My first impulse was to tell her of my love, and then I thought of the helplessness of her position wherein I alone could lighten the burdens of her captivity, and protect her in my poor way against the thousands of hereditary enemies she must face upon our arrival at Thark. I could not chance causing her additional pain or sorrow by declaring a love which, in all probability she did not return. Should I be so indiscreet, her position would be even more unbearable than now, and the thought that she might feel that I was taking advantage of her helplessness, to influence her decision was the final argument which sealed my lips.
“Why are you so quiet, Dejah Thoris?” I asked. “Possibly you would rather return to Sola and your quarters.”
“No,” she murmured, “I am happy here. I do not know why it is that I should always be happy and contented when you, John Carter, a stranger, are with me; yet at such times it seems that I am safe and that, with you, I shall soon return to my father’s court and feel his strong arms about me and my mother’s tears and kisses on my cheek.”
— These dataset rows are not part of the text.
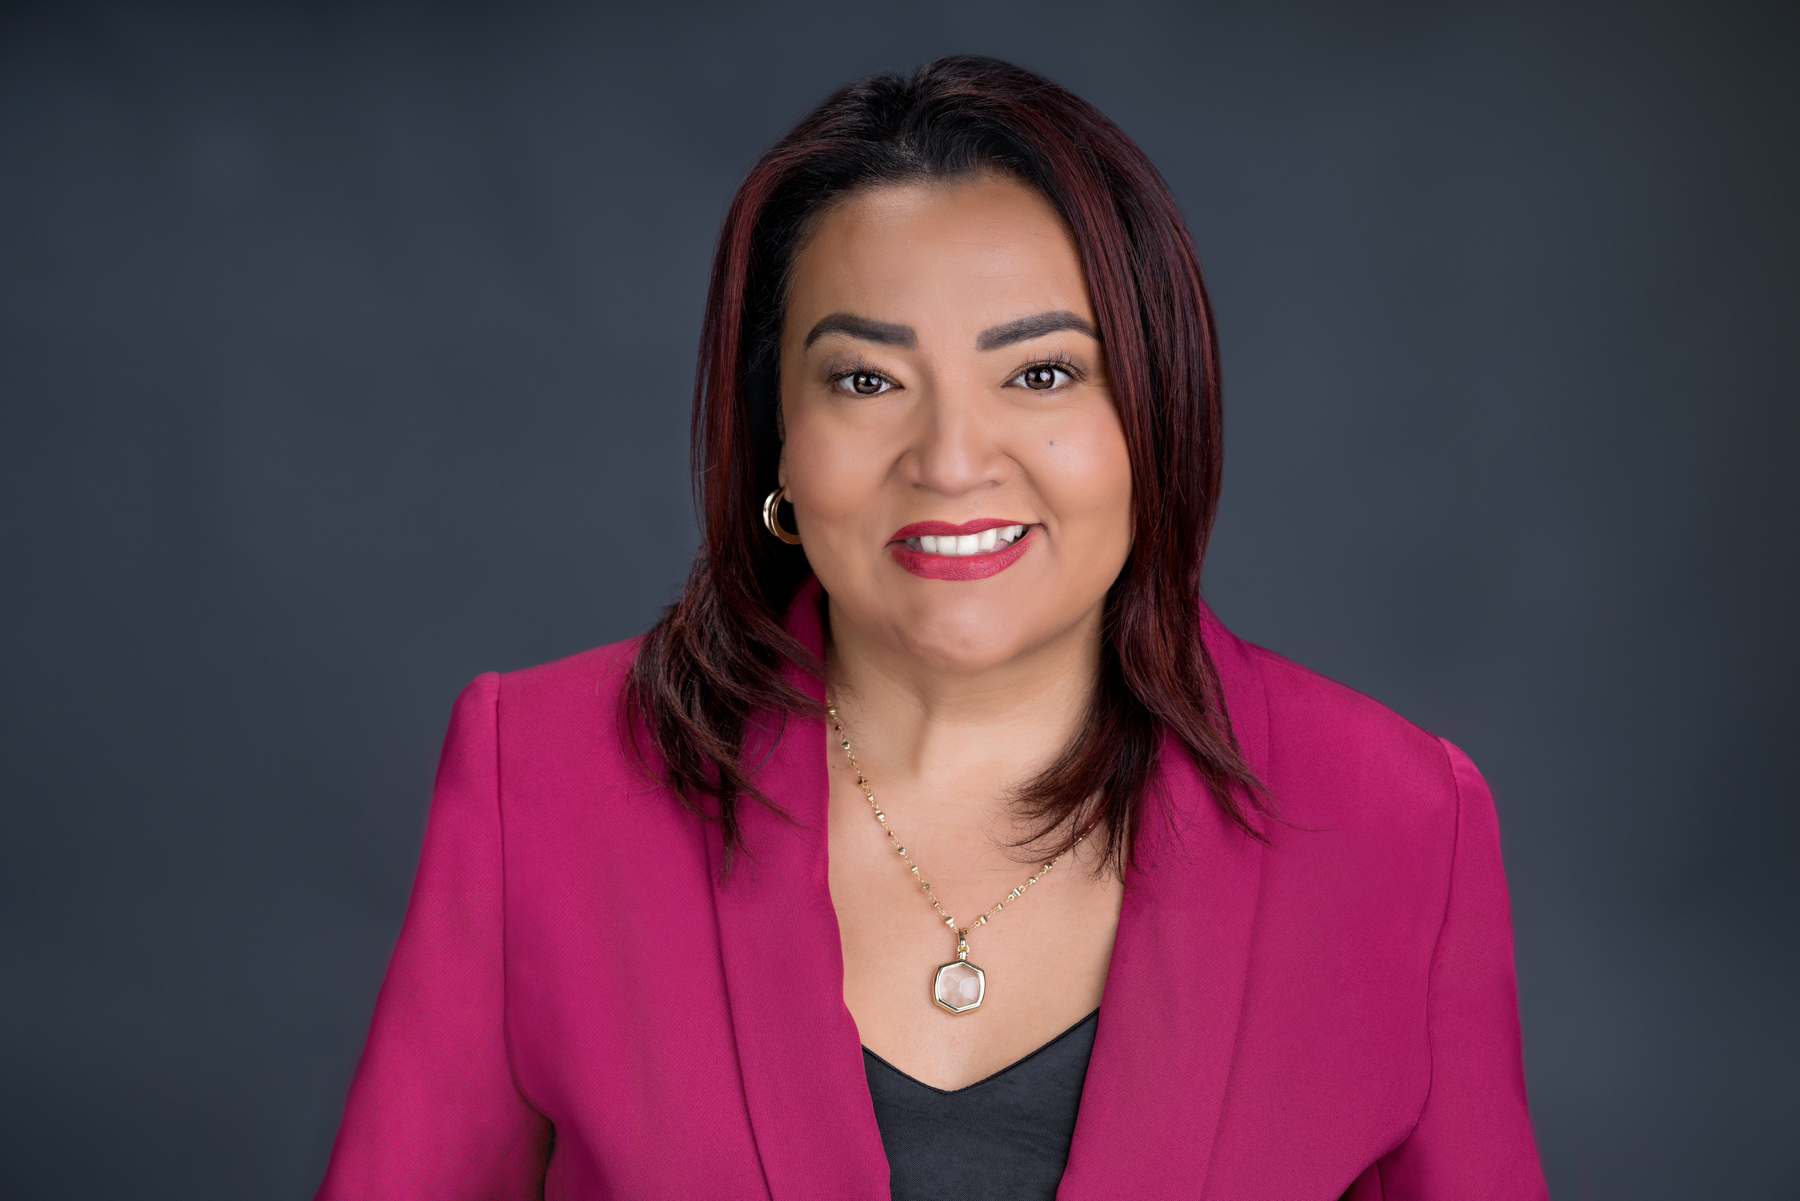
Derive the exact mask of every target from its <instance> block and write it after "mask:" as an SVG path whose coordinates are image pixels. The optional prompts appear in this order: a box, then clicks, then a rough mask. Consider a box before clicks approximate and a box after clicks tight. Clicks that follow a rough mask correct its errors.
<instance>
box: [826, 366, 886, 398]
mask: <svg viewBox="0 0 1800 1201" xmlns="http://www.w3.org/2000/svg"><path fill="white" fill-rule="evenodd" d="M835 384H837V391H841V393H850V394H851V396H880V394H882V393H886V391H887V389H889V387H893V384H889V382H887V378H886V376H878V375H875V373H873V371H851V373H848V375H841V376H837V380H835Z"/></svg>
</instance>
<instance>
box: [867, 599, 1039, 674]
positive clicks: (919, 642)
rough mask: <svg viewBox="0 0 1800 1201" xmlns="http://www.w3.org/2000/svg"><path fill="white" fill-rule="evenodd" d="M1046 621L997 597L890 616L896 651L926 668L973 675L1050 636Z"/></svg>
mask: <svg viewBox="0 0 1800 1201" xmlns="http://www.w3.org/2000/svg"><path fill="white" fill-rule="evenodd" d="M1033 618H1037V619H1033ZM1048 618H1049V614H1044V616H1039V614H1031V612H1030V610H1028V609H1026V607H1024V605H1008V603H1004V601H1001V600H999V598H981V600H974V598H970V600H963V601H956V603H927V605H920V607H914V609H911V612H904V614H895V618H893V628H895V630H896V634H898V636H900V645H902V648H904V650H905V652H907V654H909V655H911V657H914V659H918V661H920V663H922V664H925V666H927V668H931V670H934V672H947V673H954V675H976V673H979V672H988V670H992V668H997V666H1001V664H1004V663H1008V661H1012V659H1017V657H1019V655H1021V654H1024V652H1028V650H1030V648H1031V646H1035V645H1039V643H1042V641H1049V637H1055V630H1048V628H1044V627H1055V625H1057V623H1055V621H1049V619H1048ZM1033 634H1039V636H1040V637H1033Z"/></svg>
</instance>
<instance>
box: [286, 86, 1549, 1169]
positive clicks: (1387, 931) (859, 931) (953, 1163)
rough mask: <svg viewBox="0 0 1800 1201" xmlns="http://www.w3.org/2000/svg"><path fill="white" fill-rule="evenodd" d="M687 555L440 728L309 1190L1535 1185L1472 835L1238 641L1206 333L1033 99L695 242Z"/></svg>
mask: <svg viewBox="0 0 1800 1201" xmlns="http://www.w3.org/2000/svg"><path fill="white" fill-rule="evenodd" d="M700 362H702V371H700V382H698V393H697V405H695V481H697V495H698V501H700V511H702V529H704V547H702V553H700V556H698V558H697V562H695V567H693V573H691V576H689V580H688V585H686V591H684V594H682V598H680V600H679V603H677V605H673V607H671V609H670V610H668V612H666V614H664V618H662V619H661V621H659V623H657V627H655V628H653V630H650V632H648V634H646V636H644V637H643V639H634V641H632V643H623V645H617V646H603V648H599V650H594V652H589V654H585V655H576V657H574V659H567V661H563V663H556V664H549V666H544V668H535V670H529V672H518V673H511V675H504V677H497V675H488V677H482V679H481V681H477V682H475V684H472V686H470V688H468V691H466V693H464V695H463V699H461V702H459V704H457V711H455V718H454V722H452V731H450V740H448V744H446V747H445V758H443V767H441V772H439V783H437V794H436V799H434V808H432V819H430V830H428V835H427V846H425V855H423V862H421V868H419V882H418V888H416V891H414V898H412V908H410V911H409V917H407V926H405V931H403V935H401V940H400V947H398V949H396V953H394V963H392V969H391V972H389V980H387V985H385V987H383V992H382V1001H380V1007H378V1012H376V1021H374V1030H373V1034H371V1039H369V1048H367V1052H365V1055H364V1062H362V1068H360V1070H358V1077H356V1084H355V1088H353V1095H351V1100H349V1109H347V1115H346V1122H344V1129H342V1134H340V1138H338V1147H337V1152H335V1156H333V1167H331V1174H329V1176H328V1179H326V1185H324V1188H322V1192H320V1196H324V1197H470V1199H473V1197H544V1196H558V1197H603V1196H607V1197H610V1196H632V1197H754V1196H769V1197H902V1199H913V1197H943V1196H954V1197H958V1199H959V1201H979V1199H983V1197H1118V1196H1195V1197H1220V1199H1226V1197H1229V1199H1242V1197H1318V1199H1321V1201H1330V1199H1332V1197H1357V1199H1363V1201H1366V1199H1372V1197H1388V1199H1393V1197H1458V1199H1460V1197H1541V1196H1544V1187H1543V1178H1541V1174H1539V1169H1537V1158H1535V1149H1534V1143H1532V1133H1530V1124H1528V1118H1526V1107H1525V1084H1523V1075H1521V1066H1519V1034H1517V1017H1516V1001H1514V980H1512V945H1510V918H1508V911H1507V889H1505V879H1503V873H1501V866H1499V841H1498V830H1496V817H1494V807H1492V799H1490V798H1489V794H1487V789H1485V785H1483V783H1481V778H1480V774H1478V772H1476V771H1474V767H1472V765H1471V763H1469V760H1467V758H1465V756H1463V754H1462V753H1460V751H1456V749H1454V747H1453V745H1449V744H1447V742H1442V740H1438V738H1433V736H1431V735H1427V733H1424V731H1420V729H1415V727H1411V726H1408V724H1406V722H1402V720H1400V718H1397V717H1395V715H1391V713H1388V711H1386V709H1382V708H1381V706H1377V704H1375V702H1372V700H1368V699H1364V697H1359V695H1355V693H1352V691H1348V690H1345V688H1341V686H1336V684H1332V682H1328V681H1323V679H1319V677H1316V675H1312V673H1307V672H1305V670H1301V668H1296V666H1294V664H1291V663H1287V661H1283V659H1280V657H1276V655H1271V654H1269V652H1264V650H1260V648H1255V646H1249V645H1246V643H1242V641H1238V639H1237V637H1233V636H1231V634H1229V632H1228V630H1224V627H1220V625H1219V621H1217V619H1215V618H1213V616H1211V612H1210V610H1208V609H1206V605H1204V603H1202V601H1201V598H1199V582H1201V564H1202V558H1204V551H1206V537H1208V531H1210V528H1211V520H1213V513H1215V508H1217V501H1219V472H1220V407H1219V375H1217V349H1215V344H1213V328H1211V313H1210V308H1208V301H1206V292H1204V286H1202V283H1201V272H1199V263H1197V257H1195V254H1193V245H1192V241H1190V238H1188V232H1186V227H1184V225H1183V220H1181V212H1179V209H1177V205H1175V202H1174V198H1172V196H1170V193H1168V189H1166V187H1165V185H1163V182H1161V178H1159V176H1157V173H1156V169H1154V167H1152V166H1150V164H1148V162H1147V160H1145V157H1143V155H1141V151H1139V149H1138V148H1136V146H1134V144H1132V142H1130V140H1129V139H1127V137H1125V135H1123V133H1121V131H1120V130H1118V128H1116V126H1114V124H1111V122H1109V121H1107V119H1105V117H1102V115H1100V113H1098V112H1096V110H1093V108H1091V106H1087V104H1085V103H1082V101H1080V99H1076V97H1075V95H1071V94H1069V92H1066V90H1062V88H1058V86H1055V85H1051V83H1048V81H1044V79H1040V77H1037V76H1031V74H1030V72H1024V70H1019V68H1015V67H1008V65H1004V63H995V61H990V59H967V58H965V59H943V61H938V63H932V65H929V67H925V68H922V70H920V72H916V74H914V76H911V77H907V79H900V77H875V79H866V81H862V83H857V85H851V86H850V88H846V90H842V92H839V94H837V95H833V97H832V99H828V101H826V103H824V104H823V106H821V108H819V110H815V112H814V113H812V115H810V117H808V119H806V121H803V122H801V124H799V126H797V128H796V130H794V131H792V133H790V135H788V137H787V139H783V140H781V142H779V144H778V146H776V148H774V149H770V151H769V155H765V157H763V160H761V162H760V164H758V166H756V169H754V171H752V173H751V176H749V178H747V180H745V184H743V187H742V189H740V193H738V198H736V202H734V205H733V209H731V212H729V216H727V220H725V230H724V234H722V238H720V248H718V257H716V261H715V270H713V286H711V295H709V303H707V315H706V326H704V333H702V357H700Z"/></svg>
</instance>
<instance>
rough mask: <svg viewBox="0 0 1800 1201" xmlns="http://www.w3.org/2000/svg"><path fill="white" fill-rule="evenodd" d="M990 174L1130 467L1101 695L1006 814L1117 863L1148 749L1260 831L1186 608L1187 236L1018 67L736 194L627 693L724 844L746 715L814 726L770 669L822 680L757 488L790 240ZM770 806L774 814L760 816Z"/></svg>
mask: <svg viewBox="0 0 1800 1201" xmlns="http://www.w3.org/2000/svg"><path fill="white" fill-rule="evenodd" d="M985 171H995V173H1004V175H1008V176H1012V178H1017V180H1021V182H1024V184H1028V185H1031V187H1035V189H1037V191H1040V193H1042V194H1044V196H1046V198H1048V200H1049V202H1051V205H1055V209H1057V211H1058V212H1060V214H1062V218H1064V220H1066V221H1067V225H1069V229H1071V232H1073V234H1075V243H1076V247H1078V248H1080V254H1082V263H1084V266H1085V270H1087V286H1089V290H1091V295H1093V303H1094V313H1096V317H1098V321H1100V337H1102V342H1103V346H1105V353H1107V364H1109V371H1111V380H1112V394H1114V398H1116V405H1118V411H1120V421H1121V423H1123V427H1125V445H1127V448H1129V454H1130V468H1132V510H1134V513H1132V522H1134V538H1132V549H1130V558H1129V560H1127V562H1125V569H1123V571H1121V573H1120V578H1118V580H1116V582H1114V583H1112V589H1111V591H1109V592H1107V603H1105V623H1103V641H1105V645H1103V650H1102V672H1100V682H1098V688H1096V691H1094V697H1093V704H1091V708H1089V713H1087V720H1085V724H1084V727H1082V729H1080V733H1078V735H1076V736H1075V740H1073V742H1071V744H1069V747H1067V749H1066V751H1064V753H1062V756H1060V758H1058V760H1057V762H1055V763H1051V767H1049V769H1048V771H1044V774H1042V776H1039V778H1037V780H1033V781H1030V783H1026V785H1024V787H1022V789H1021V794H1019V798H1017V799H1019V805H1021V807H1022V810H1024V812H1026V814H1028V816H1030V817H1031V819H1033V821H1035V823H1037V828H1039V830H1040V834H1042V835H1044V837H1046V839H1048V843H1040V844H1039V848H1037V850H1039V853H1042V855H1051V853H1057V852H1060V850H1062V848H1064V846H1067V843H1069V841H1071V839H1073V837H1075V832H1076V830H1080V828H1085V826H1087V825H1089V823H1091V821H1093V819H1096V817H1100V816H1103V817H1105V819H1107V826H1105V828H1107V839H1109V841H1107V853H1109V862H1112V864H1114V866H1120V868H1121V866H1123V862H1125V861H1127V857H1129V853H1130V844H1132V832H1134V830H1136V828H1138V826H1139V807H1141V805H1143V803H1145V798H1147V792H1148V785H1150V783H1152V781H1154V778H1156V765H1157V756H1159V753H1161V751H1163V744H1165V740H1166V742H1174V744H1175V745H1179V749H1181V751H1183V753H1186V754H1188V756H1190V758H1192V760H1193V763H1195V767H1197V769H1199V772H1201V776H1202V778H1204V780H1206V783H1208V785H1210V787H1211V794H1213V799H1215V801H1217V803H1219V807H1220V808H1222V810H1224V812H1226V814H1228V816H1229V817H1231V819H1233V821H1235V823H1237V825H1240V826H1242V828H1244V830H1246V832H1249V834H1251V835H1255V837H1260V834H1258V830H1256V826H1255V825H1253V821H1251V817H1253V812H1251V810H1256V808H1262V799H1260V796H1262V794H1260V789H1258V785H1256V781H1255V778H1253V774H1251V771H1249V767H1247V765H1246V763H1244V758H1242V754H1240V753H1238V747H1237V740H1235V738H1233V735H1231V724H1229V720H1228V717H1226V711H1224V706H1222V702H1220V693H1219V673H1217V672H1215V668H1213V663H1211V659H1210V657H1208V654H1206V648H1204V646H1202V645H1201V632H1199V619H1197V610H1195V605H1197V600H1199V587H1201V562H1202V558H1204V555H1206V538H1208V533H1210V531H1211V524H1213V515H1215V511H1217V508H1219V474H1220V434H1222V420H1220V407H1219V346H1217V339H1215V335H1213V319H1211V306H1210V304H1208V301H1206V284H1204V281H1202V279H1201V265H1199V257H1197V256H1195V252H1193V239H1192V238H1190V236H1188V227H1186V223H1184V221H1183V218H1181V209H1179V207H1177V205H1175V198H1174V196H1172V194H1170V191H1168V185H1166V184H1165V182H1163V176H1161V175H1157V171H1156V167H1154V166H1150V160H1148V158H1145V155H1143V151H1141V149H1138V146H1136V144H1132V140H1130V139H1129V137H1125V133H1123V131H1121V130H1120V128H1118V126H1116V124H1112V122H1111V121H1107V119H1105V117H1103V115H1102V113H1100V112H1098V110H1096V108H1093V106H1091V104H1087V103H1085V101H1082V99H1080V97H1076V95H1075V94H1071V92H1067V90H1066V88H1060V86H1057V85H1055V83H1051V81H1048V79H1044V77H1040V76H1035V74H1031V72H1028V70H1022V68H1019V67H1012V65H1008V63H1001V61H995V59H986V58H943V59H938V61H936V63H931V65H927V67H922V68H918V70H916V72H914V74H913V76H911V77H900V76H873V77H868V79H862V81H859V83H853V85H850V86H848V88H844V90H842V92H839V94H837V95H833V97H830V99H828V101H824V103H823V104H819V108H815V110H814V112H812V113H810V115H808V117H806V119H805V121H801V122H799V124H797V126H796V128H794V131H792V133H788V135H787V137H783V139H781V140H779V142H778V144H776V146H774V148H772V149H770V151H769V153H767V155H763V158H761V160H760V162H758V164H756V167H754V169H752V171H751V175H749V178H745V180H743V185H742V187H740V189H738V196H736V200H733V203H731V212H729V214H727V216H725V229H724V232H722V234H720V239H718V254H716V257H715V259H713V283H711V290H709V293H707V303H706V324H704V328H702V335H700V367H698V380H697V385H695V409H693V479H695V504H697V508H698V513H700V529H702V547H700V555H698V556H697V560H695V565H693V571H691V574H689V576H688V585H686V591H684V594H682V598H680V600H679V601H677V603H675V605H671V607H670V609H668V612H664V614H662V619H661V621H659V623H657V625H655V628H652V630H650V634H648V636H646V637H644V641H643V646H641V650H639V655H637V663H635V666H634V668H632V675H630V681H628V684H626V700H628V704H626V713H628V715H630V720H632V726H634V727H635V729H641V731H643V733H644V735H648V740H650V744H652V749H653V751H655V754H657V758H661V763H662V774H664V778H666V781H668V783H670V787H671V789H673V790H675V792H677V794H679V796H680V798H682V799H684V801H686V803H688V805H689V807H693V808H697V810H700V812H706V814H709V816H713V817H716V819H718V821H720V823H722V826H724V835H725V844H727V848H729V850H738V848H740V825H738V803H740V799H742V798H754V799H756V801H761V803H767V805H774V801H770V799H769V798H765V796H763V794H761V792H758V790H756V787H754V785H752V783H751V778H749V776H751V771H752V769H749V767H747V765H745V763H743V760H742V756H743V738H745V727H747V724H749V720H751V717H752V715H754V713H758V711H774V713H806V715H814V713H817V704H815V702H814V700H812V699H810V697H806V695H805V693H801V691H797V690H796V688H792V686H790V684H788V682H787V681H785V679H783V675H781V670H783V664H787V663H799V664H801V666H805V668H806V670H810V672H821V673H823V666H821V664H819V663H817V661H814V659H812V655H810V654H808V652H806V650H805V648H803V646H801V645H799V643H797V641H796V639H794V637H792V636H790V634H788V632H787V630H785V627H783V614H785V612H787V607H788V603H790V601H792V600H794V596H796V592H797V591H799V589H801V585H803V583H805V582H806V580H808V576H810V569H808V565H806V556H805V553H803V551H801V547H794V546H785V544H781V542H778V540H776V538H772V537H769V533H767V531H765V529H763V522H761V502H763V497H765V495H767V493H769V492H770V490H774V486H776V463H778V459H779V454H781V445H779V432H778V429H779V427H778V407H779V387H778V378H779V339H781V321H783V308H785V299H787V275H788V268H790V265H792V259H794V254H796V252H797V248H799V245H801V241H803V238H805V236H806V232H808V229H810V223H812V221H815V220H817V218H819V214H823V212H824V209H826V207H830V205H832V203H833V202H839V200H842V198H844V196H848V194H850V193H857V191H862V189H868V187H878V185H884V184H904V182H916V180H929V178H954V176H967V175H974V173H985ZM778 808H779V807H778Z"/></svg>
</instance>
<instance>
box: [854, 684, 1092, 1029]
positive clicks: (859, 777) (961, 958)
mask: <svg viewBox="0 0 1800 1201" xmlns="http://www.w3.org/2000/svg"><path fill="white" fill-rule="evenodd" d="M824 711H826V713H830V715H832V729H835V731H837V745H841V747H844V758H846V760H850V769H851V771H853V772H857V787H859V789H862V796H864V798H868V801H869V808H871V810H873V812H875V821H878V823H882V832H884V834H887V841H889V843H893V846H895V852H898V855H900V861H902V862H904V864H905V866H907V871H911V873H913V879H914V880H918V886H920V889H922V891H923V893H925V900H929V902H931V908H932V909H936V911H938V917H941V918H943V924H945V926H949V927H950V929H952V931H954V933H956V958H954V960H950V962H949V963H943V965H940V967H938V969H936V971H934V972H932V976H931V999H932V1001H936V1003H938V1005H940V1007H941V1008H945V1010H949V1012H952V1014H968V1012H974V1010H977V1008H981V1001H983V998H986V992H988V974H986V972H985V971H981V969H979V967H976V965H974V963H970V962H968V931H972V929H979V927H983V926H986V924H988V918H992V917H997V915H999V911H1001V909H1004V908H1006V906H1010V904H1012V902H1015V900H1019V897H1022V895H1024V889H1028V888H1031V886H1033V884H1037V882H1039V880H1042V879H1044V875H1046V873H1048V871H1049V870H1051V868H1055V866H1057V864H1058V862H1062V861H1064V859H1066V857H1067V855H1069V852H1073V850H1075V848H1076V846H1080V844H1082V839H1085V837H1087V834H1089V832H1091V830H1093V826H1087V830H1082V832H1080V834H1078V835H1076V839H1075V843H1071V844H1069V850H1066V852H1062V853H1060V855H1057V857H1055V859H1051V861H1049V862H1046V864H1044V866H1042V868H1039V870H1037V875H1033V877H1031V879H1030V880H1026V882H1024V884H1021V886H1019V888H1015V889H1012V891H1010V893H1006V895H1004V897H1001V900H999V904H997V906H994V908H992V909H988V911H986V913H983V915H981V917H977V918H976V920H974V922H970V924H968V926H958V924H956V918H952V917H950V915H949V913H945V911H943V906H941V904H938V895H936V893H934V891H931V884H927V882H925V877H923V875H920V873H918V864H916V862H913V857H911V855H907V853H905V846H902V844H900V835H898V834H895V830H893V826H891V825H887V814H884V812H882V807H880V805H877V803H875V792H871V790H869V781H868V778H866V776H864V774H862V763H859V762H857V753H855V751H851V749H850V735H846V733H844V722H842V720H839V717H837V706H835V704H833V702H832V699H830V697H826V700H824Z"/></svg>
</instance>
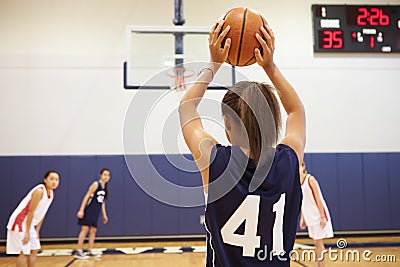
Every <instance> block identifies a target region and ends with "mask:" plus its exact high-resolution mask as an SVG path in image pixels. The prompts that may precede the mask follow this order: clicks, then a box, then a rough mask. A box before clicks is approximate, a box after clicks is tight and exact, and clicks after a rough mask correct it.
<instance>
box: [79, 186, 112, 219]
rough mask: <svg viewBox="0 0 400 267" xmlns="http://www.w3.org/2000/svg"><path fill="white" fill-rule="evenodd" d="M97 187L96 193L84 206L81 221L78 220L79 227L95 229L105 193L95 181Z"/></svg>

“Do people kiss, then, upon Barsoom?” I asked, when she had explained the word she used, in answer to my inquiry as to its meaning.
“Parents, brothers, and sisters, yes; and,” she added in a low, thoughtful tone, “lovers.”
“And you, Dejah Thoris, have parents and brothers and sisters?”
She was silent, nor could I venture to repeat the question.
“The man of Barsoom,” she finally ventured, “does not ask personal questions of women, except his mother, and the woman he has fought for and won.”